A Las Vegas city councilman is defending his admittedly foul mouth -- specifically the insulting language he used to describe a local developer. It's the latest volley in the battle over Badlands.
"If I think somebody's a jerk, I'll tell them. If I have to add a few adjectives to emphasize it..."
On TV, we can't say or show the adjectives Councilman Bob Coffin used to describe developer Yohan Lowie.
Coffin's comments were captured in correspondence with a Queensridge homeowner, sent from Coffin's personal email.
"On an email or a text message to someone -- particularly someone who needs to hear that someone feels the same way they do -- then I think that it's... really, I don't care what I say," Coffin said.
In that August email, also sent to the mayor and council, Coffin writes that Lowie "appears to be in the grip of several mental disorders."
Coffin says he used his personal email with the assumption that the exchange would be kept private.
"You know what? You can call somebody anything you want in that kind of venue," Coffin said.
But his emails and text messages became public as part of the ongoing battle over the defunct Badlands golf course, which Darcy Spears first reported last Friday .
Lowie owns the land, which is zoned for residential development, but some Queensridge homeowners want it preserved as open space and so far, the council has denied all of Lowie's building permit applications.
Some opponents of the development spoke out in a city hearing Monday, urging the council to adopt a new open space ordinance.
One woman who spoke during a public comment period said, "If this ordinance was in place, developers wouldn't buy open space and wouldn't buy golf courses thinking that they were going to turn a huge profit on the backs of the homeowners and at the expense of the homeowners."

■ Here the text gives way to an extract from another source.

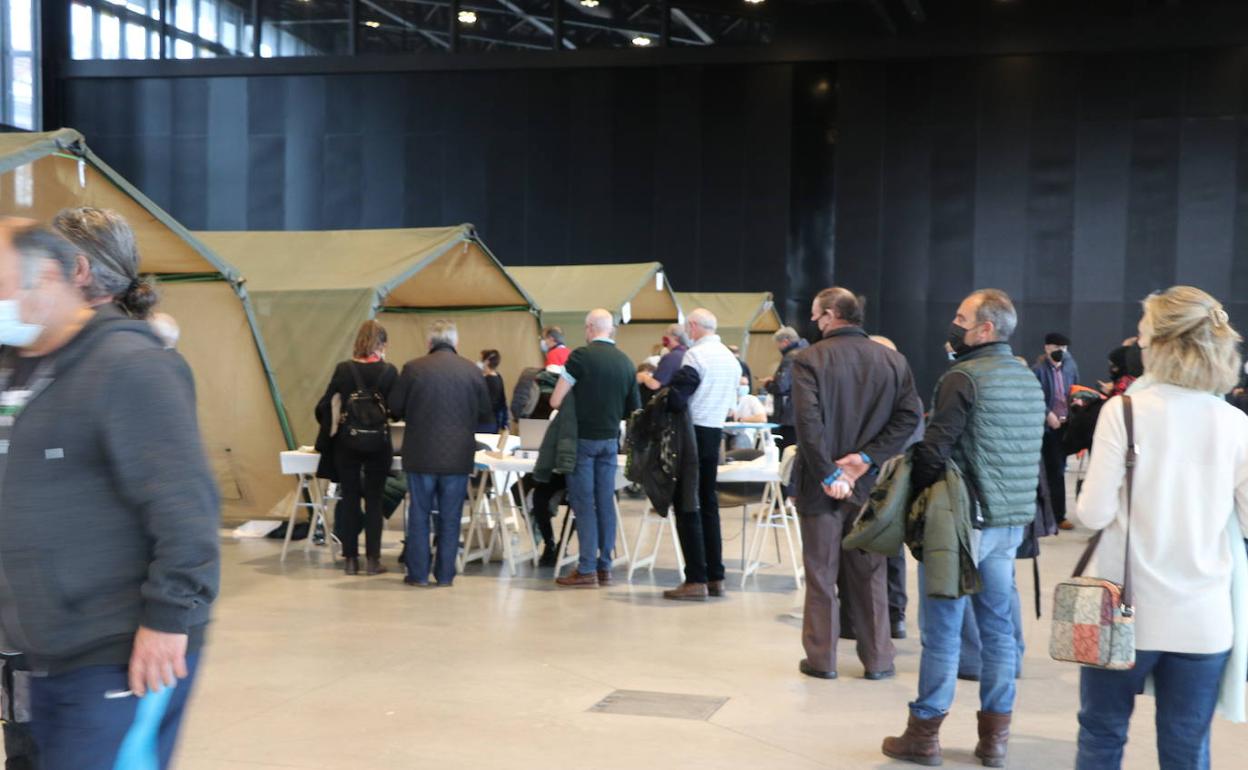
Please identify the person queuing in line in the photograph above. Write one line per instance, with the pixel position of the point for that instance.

"Even though the property is zoned for residential. Even though those homeowners said in the documents they signed when they bought their residences that they had no rights to the golf course," points out Lowie's lawyer, Mark Hutchison, who is also Nevada's lieutenant governor.
"You've got people who are simply abusing their power on the city council," Hutchison said.
Coffin denies that, saying homeowners who oppose the development must be protected.
"People who are being encroached upon by a small, fine print item -- and God knows who reads all the fine print -- it just doesn't have the ring of fairness."
Lowie and his lawyers say the city's approach has been patently unfair, accusing Coffin of bias and prejudice for calling the developer a "crazy Israeli" in a text message.
"Crazy Israeli is a joke," said Coffin. "Crazy Israeli is a t-shirt slogan. It's quite popular. It just rhymes and that is not a pejorative term."
Coffin also said this to Lowie during the Feb. 15, 2017 city council meeting: "You have rights, but you've got to stop treating these people like a bunch of unruly Palestinians getting thrown -- you know -- a concrete block settlement thrown into their land right there."
Coffin says that was a joke too, but Lowie isn't laughing. He calls it "a very sad commentary."
Lowie also points to a text message Coffin sent where he calls Lowie "scum" and asks if there's "intel" on him, writing "dirt will be handy if I need to get rough."
"Well, I know that they've gotten pretty dirty with me with this idea of calling me anti-Semitic in a town that I grew up with Jews since childhood," Coffin said.
We questioned Coffin about whether he could get past the mudslinging.
"Do you believe that your feelings toward Lowie color your ability to vote impartially on any matter that he brings before the council?" Darcy Spears asked.
"No," Coffin answered. "In fact, I have voted for a number of items that he has proposed."
He cites the downtown court building and a future expansion of Tivoli Village as examples.
"I may feel that he has run roughshod over the people, but that doesn't mean that he doesn't have good projects. He might. This particular case is just different," Coffin explained.
The questions about Badlands will ultimately be answered in court.
The battle has already cost taxpayers more than $716,500.
As for the open space ordinance, the city council will most likely vote on that on Nov. 7.